DATE: THURSDAY, May 26, 1994                   TAG: 9405260093
SECTION: VIRGINIA                    PAGE: C1   EDITION: METRO 
SOURCE: GREG SCHNEIDER STAFF WRITER
DATELINE: RICHMOND                                LENGTH: Medium


COLEMAN TOLD: GIVE UP OR ELSE

The head of the state Republican Party threatened Wednesday to excommunicate former Attorney General Marshall Coleman if Coleman doesn't renounce a bid to get on the ballot this fall as an independent candidate for the U.S. Senate.

``I am asking Marshall Coleman to state publicly that he has disavowed an independent candidacy and requested that no further efforts be made by others to formalize his candidacy,'' Patrick McSweeney, party chairman, said in a news release.

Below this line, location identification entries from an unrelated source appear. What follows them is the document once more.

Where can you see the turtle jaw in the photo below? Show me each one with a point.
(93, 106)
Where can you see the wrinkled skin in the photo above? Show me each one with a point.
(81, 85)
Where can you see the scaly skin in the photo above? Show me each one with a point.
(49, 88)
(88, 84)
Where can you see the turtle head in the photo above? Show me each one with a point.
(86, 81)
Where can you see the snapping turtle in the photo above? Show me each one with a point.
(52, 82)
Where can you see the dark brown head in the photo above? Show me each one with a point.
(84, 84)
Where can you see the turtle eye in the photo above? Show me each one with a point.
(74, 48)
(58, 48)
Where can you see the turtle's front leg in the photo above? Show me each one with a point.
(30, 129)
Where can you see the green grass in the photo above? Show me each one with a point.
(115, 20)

Coleman did not return a phone call, but Dan Clemente, the Northern Virginia businessman orchestrating the drive to get Coleman on the ballot, said the effort would continue.

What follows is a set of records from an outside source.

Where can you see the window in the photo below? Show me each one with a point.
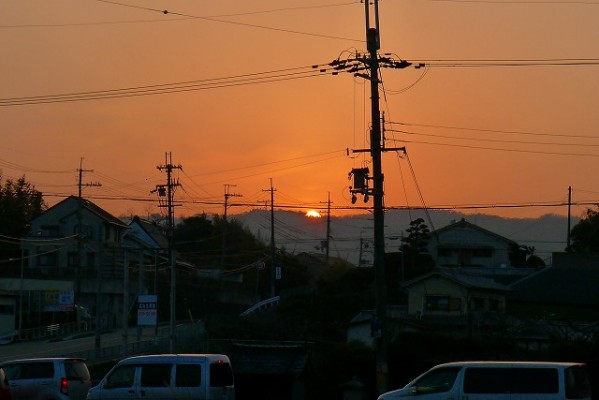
(511, 380)
(49, 231)
(437, 381)
(483, 253)
(7, 309)
(486, 380)
(47, 259)
(38, 370)
(156, 375)
(534, 380)
(221, 374)
(437, 303)
(73, 259)
(188, 375)
(577, 382)
(122, 377)
(76, 369)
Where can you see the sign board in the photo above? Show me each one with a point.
(59, 300)
(147, 312)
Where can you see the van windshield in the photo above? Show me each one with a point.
(577, 382)
(221, 374)
(437, 380)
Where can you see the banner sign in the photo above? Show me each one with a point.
(59, 300)
(147, 313)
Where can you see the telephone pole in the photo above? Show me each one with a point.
(80, 235)
(273, 272)
(168, 191)
(227, 195)
(367, 66)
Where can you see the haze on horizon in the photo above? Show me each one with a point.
(504, 113)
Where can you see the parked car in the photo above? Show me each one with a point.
(168, 376)
(48, 378)
(4, 388)
(485, 380)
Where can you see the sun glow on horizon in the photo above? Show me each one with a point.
(313, 214)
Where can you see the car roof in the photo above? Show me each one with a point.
(173, 357)
(44, 359)
(510, 363)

``It's not going to deter me at all,'' said Clemente, who predicted that Coleman will have more than the 15,000 signatures needed to get on the ballot as an independent before the party convenes June 4 to pick a nominee.

Clemente cautioned that he does not speak for Coleman but pointed out that he has left his telephone answering machine on for weeks now in case the former attorney general calls to discourage the petition drive. ``I haven't gotten any calls,'' Clemente said.

McSweeney pointed out that Coleman is registered as a delegate to the convention, and that delegates will be required to sign a pledge to support whatever candidate the party nominates.

``There can't be a more explicit failure to support the nominee than running against [him],'' McSweeney said. ``By definition, [Coleman] would no longer be a Republican.''

McSweeney said he would welcome an effort to nominate Coleman at the convention, but if the effort failed, Coleman would have to pledge not to challenge the nominee. Iran-Contra figure Oliver North and former Reagan administration budget director Jim Miller are the contenders.

``Legally, I don't know what we could do to keep him off the ballot,'' said McSweeney, a lawyer. ``Probably nothing ... But if you lose, you subordinate your own values and own preferences in the interest of the party ... If you don't do that, it's just every man for himself.''

Coleman has carried the torch for the GOP for years. He served as attorney general from 1978 to 1982 and was the party's nominee for governor in 1981 and 1989.